Hillary Clinton on Wednesday turned over her private email server used during her service as secretary of State to the Department of Justice, after months of demands from Trey Gowdy and fellow Republicans that she turn over the server. Her decision comes as the FBI begins an investigation into the security of the classified materials sent via her private email account. A federal official confirmed last week that the FBI had begun a review of the security of Clinton’s private email server after a referral last month to the Justice Department from the inspector general overseeing the government’s intelligence community.
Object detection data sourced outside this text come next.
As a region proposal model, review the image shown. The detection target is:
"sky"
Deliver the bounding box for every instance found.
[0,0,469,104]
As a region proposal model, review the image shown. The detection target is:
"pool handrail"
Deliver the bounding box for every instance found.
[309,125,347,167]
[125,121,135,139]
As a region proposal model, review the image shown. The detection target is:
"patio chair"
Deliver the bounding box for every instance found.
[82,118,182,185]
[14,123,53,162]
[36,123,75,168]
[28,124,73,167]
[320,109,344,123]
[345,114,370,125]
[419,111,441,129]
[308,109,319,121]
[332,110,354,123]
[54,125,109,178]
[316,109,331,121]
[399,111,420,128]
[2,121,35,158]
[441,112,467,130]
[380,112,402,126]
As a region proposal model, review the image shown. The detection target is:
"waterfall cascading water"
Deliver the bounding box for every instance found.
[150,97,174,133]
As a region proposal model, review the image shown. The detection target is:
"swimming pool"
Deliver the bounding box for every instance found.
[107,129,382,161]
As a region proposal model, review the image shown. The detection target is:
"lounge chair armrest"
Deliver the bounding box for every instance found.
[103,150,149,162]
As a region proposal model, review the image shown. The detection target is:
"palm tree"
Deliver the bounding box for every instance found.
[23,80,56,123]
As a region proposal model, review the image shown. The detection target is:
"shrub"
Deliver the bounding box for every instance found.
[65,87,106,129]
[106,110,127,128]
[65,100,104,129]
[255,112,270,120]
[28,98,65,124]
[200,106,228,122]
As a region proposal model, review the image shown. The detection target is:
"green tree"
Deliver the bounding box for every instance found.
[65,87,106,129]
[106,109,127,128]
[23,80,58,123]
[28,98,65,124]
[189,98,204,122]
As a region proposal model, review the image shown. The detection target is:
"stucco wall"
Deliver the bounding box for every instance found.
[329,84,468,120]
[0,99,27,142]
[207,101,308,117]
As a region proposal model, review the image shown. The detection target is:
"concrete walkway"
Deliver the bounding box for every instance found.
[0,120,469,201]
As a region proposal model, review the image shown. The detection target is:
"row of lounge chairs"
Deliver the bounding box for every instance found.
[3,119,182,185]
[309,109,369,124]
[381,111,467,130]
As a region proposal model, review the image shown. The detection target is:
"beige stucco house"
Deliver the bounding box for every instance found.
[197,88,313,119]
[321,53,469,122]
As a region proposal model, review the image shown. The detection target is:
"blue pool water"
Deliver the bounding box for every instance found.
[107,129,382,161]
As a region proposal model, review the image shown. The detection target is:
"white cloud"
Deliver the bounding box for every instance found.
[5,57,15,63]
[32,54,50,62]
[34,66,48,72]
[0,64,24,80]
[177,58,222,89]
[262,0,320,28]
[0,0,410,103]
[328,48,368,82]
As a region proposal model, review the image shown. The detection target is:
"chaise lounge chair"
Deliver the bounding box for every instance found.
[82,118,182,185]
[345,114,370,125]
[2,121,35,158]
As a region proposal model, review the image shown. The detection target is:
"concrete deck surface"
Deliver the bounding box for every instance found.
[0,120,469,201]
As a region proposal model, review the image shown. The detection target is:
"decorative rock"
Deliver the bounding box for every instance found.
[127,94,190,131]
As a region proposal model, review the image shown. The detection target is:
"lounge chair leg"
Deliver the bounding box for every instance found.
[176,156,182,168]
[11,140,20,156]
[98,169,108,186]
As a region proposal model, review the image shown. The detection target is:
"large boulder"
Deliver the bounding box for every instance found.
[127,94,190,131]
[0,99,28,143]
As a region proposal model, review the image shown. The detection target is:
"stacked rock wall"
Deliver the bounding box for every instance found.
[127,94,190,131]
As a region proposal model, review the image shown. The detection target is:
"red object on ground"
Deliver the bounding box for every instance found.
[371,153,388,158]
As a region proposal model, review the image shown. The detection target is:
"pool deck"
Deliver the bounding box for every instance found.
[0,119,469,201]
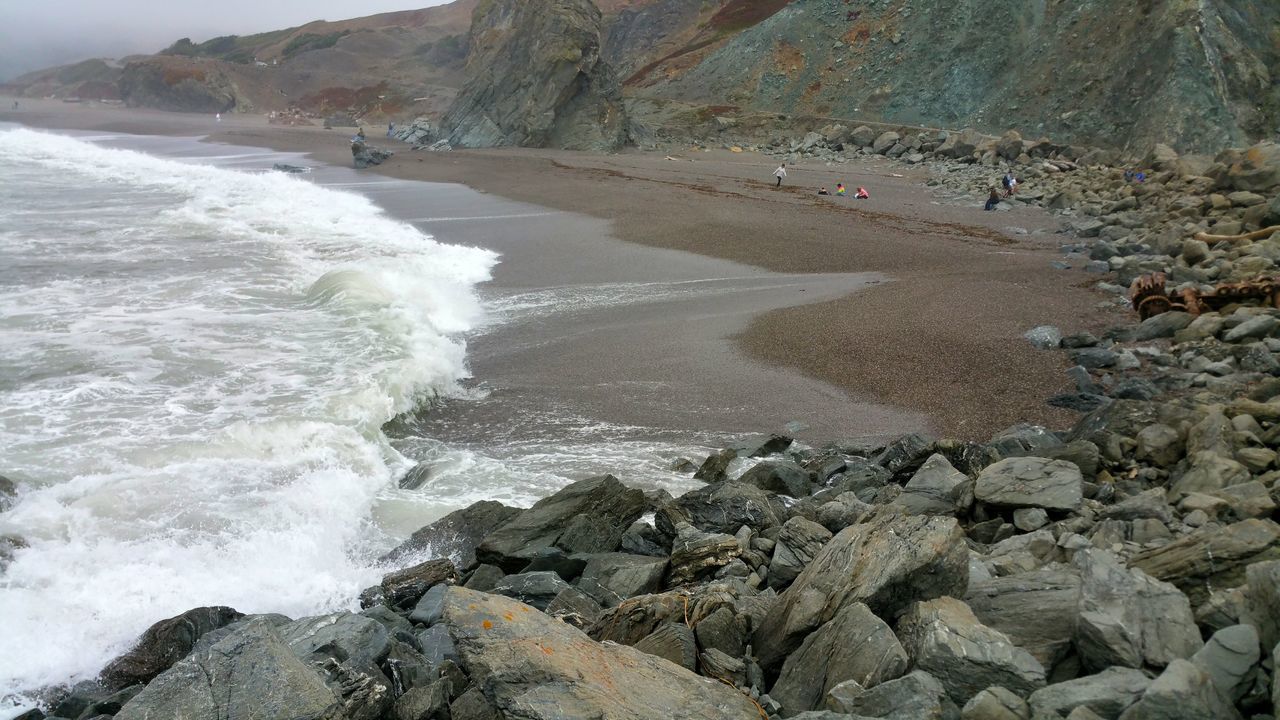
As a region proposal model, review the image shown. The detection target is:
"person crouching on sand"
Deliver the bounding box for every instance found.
[982,187,1000,210]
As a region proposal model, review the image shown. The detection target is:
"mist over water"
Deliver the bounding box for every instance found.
[0,129,495,697]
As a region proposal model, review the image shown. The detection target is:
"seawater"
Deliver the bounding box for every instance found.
[0,129,497,714]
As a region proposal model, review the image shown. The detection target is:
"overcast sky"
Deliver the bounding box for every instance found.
[0,0,448,81]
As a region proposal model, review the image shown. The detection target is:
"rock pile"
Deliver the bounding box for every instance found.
[28,392,1280,720]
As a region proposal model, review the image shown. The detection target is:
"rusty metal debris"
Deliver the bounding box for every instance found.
[1129,273,1280,320]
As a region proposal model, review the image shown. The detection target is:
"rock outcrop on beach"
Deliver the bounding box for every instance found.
[440,0,627,151]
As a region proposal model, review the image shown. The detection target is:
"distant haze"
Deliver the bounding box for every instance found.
[0,0,448,82]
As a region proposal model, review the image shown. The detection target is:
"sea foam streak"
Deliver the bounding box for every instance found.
[0,129,495,697]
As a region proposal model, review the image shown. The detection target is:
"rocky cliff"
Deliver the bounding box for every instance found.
[628,0,1280,151]
[440,0,627,150]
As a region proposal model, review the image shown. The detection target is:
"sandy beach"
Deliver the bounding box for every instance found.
[0,100,1115,439]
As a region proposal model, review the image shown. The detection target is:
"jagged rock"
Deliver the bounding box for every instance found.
[973,457,1084,510]
[754,512,969,670]
[632,623,698,670]
[1190,625,1262,703]
[964,565,1080,670]
[380,560,458,609]
[960,687,1032,720]
[476,475,645,573]
[379,500,520,569]
[490,570,570,610]
[667,523,742,585]
[769,518,832,588]
[440,0,627,151]
[1129,520,1280,607]
[115,619,339,720]
[1027,667,1151,720]
[769,602,909,714]
[827,670,960,720]
[351,142,394,170]
[442,587,756,720]
[577,552,667,607]
[99,607,244,692]
[654,483,787,536]
[1074,550,1203,670]
[897,597,1044,703]
[737,460,813,498]
[1240,561,1280,647]
[1120,660,1240,720]
[891,454,973,515]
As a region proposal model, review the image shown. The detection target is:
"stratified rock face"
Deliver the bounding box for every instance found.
[440,0,627,151]
[120,56,237,113]
[440,588,758,720]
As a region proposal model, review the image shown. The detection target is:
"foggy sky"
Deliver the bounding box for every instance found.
[0,0,448,82]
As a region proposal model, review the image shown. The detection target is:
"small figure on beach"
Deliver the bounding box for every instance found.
[982,186,1000,211]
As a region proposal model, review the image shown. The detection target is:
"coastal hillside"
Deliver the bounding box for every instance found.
[8,0,1280,154]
The inspector general expressed concern about a “potential compromise of classified information.”
Republicans have expressed concerns about potential security risks resulting from Clinton’s use of a private email server since the story broke in March. Concerns have also been raised that Clinton could have used the private account to bury any damaging emails. The development in the FBI inquiry came the same day that a top intelligence official whose office has been reviewing some of Clinton’s e-mails informed congressional leaders that top-secret information had been contained in two e-mails that traveled across the server.
Clinton spokesman Nick Merrill emphasized that Hillary Clinton is cooperating with the FBI investigation but did not say whether the FBI ordered Clinton to turn over the devices and when her attorney had done so. “She directed her team to give her e-mail server that was used during her tenure as secretary to the Department of Justice, as well as a thumb drive containing copies of her e-mails already provided to the State Department,” Merrill said. “She pledged to cooperate with the government’s security inquiry, and if there are more questions, we will continue to address them.”
The Benghazi investigation committee has been requesting Clinton to turn the server over to a third party for examination but has continued to refuse to do so. “For months the Select Committee on Benghazi has called on Secretary Clinton to turn over her server to a neutral, detached third party for independent forensic examination,” the committee’s chairman, Rep. Trey Gowdy, R-S.C., said in a statement Tuesday.
Much of the classified information in the e-mail conversations originated with the CIA, according to two government officials familiar with the records. Some of the information was deemed to be classified by the National Geospatial-Intelligence Agency’s classification guidelines. The information included references to information related to satellite images and electronic communications, according to the officials. State Department spokesman John Kirby said that while the agency was working to “resolve whether, in fact, this material is actually classified, we are taking steps to ensure the information is protected and stored appropriately.”
In March, Clinton said she had deleted thousands of emails from the server, which she said were not work-related. Secretary of State John Kerry said in an interview with CBS on Tuesday that it was highly likely that his emails were being intercepted and read by Russia or China, an acknowledgment that there is an extreme level of foreign intelligence interest in collecting communications from the U.S. government’s top diplomat.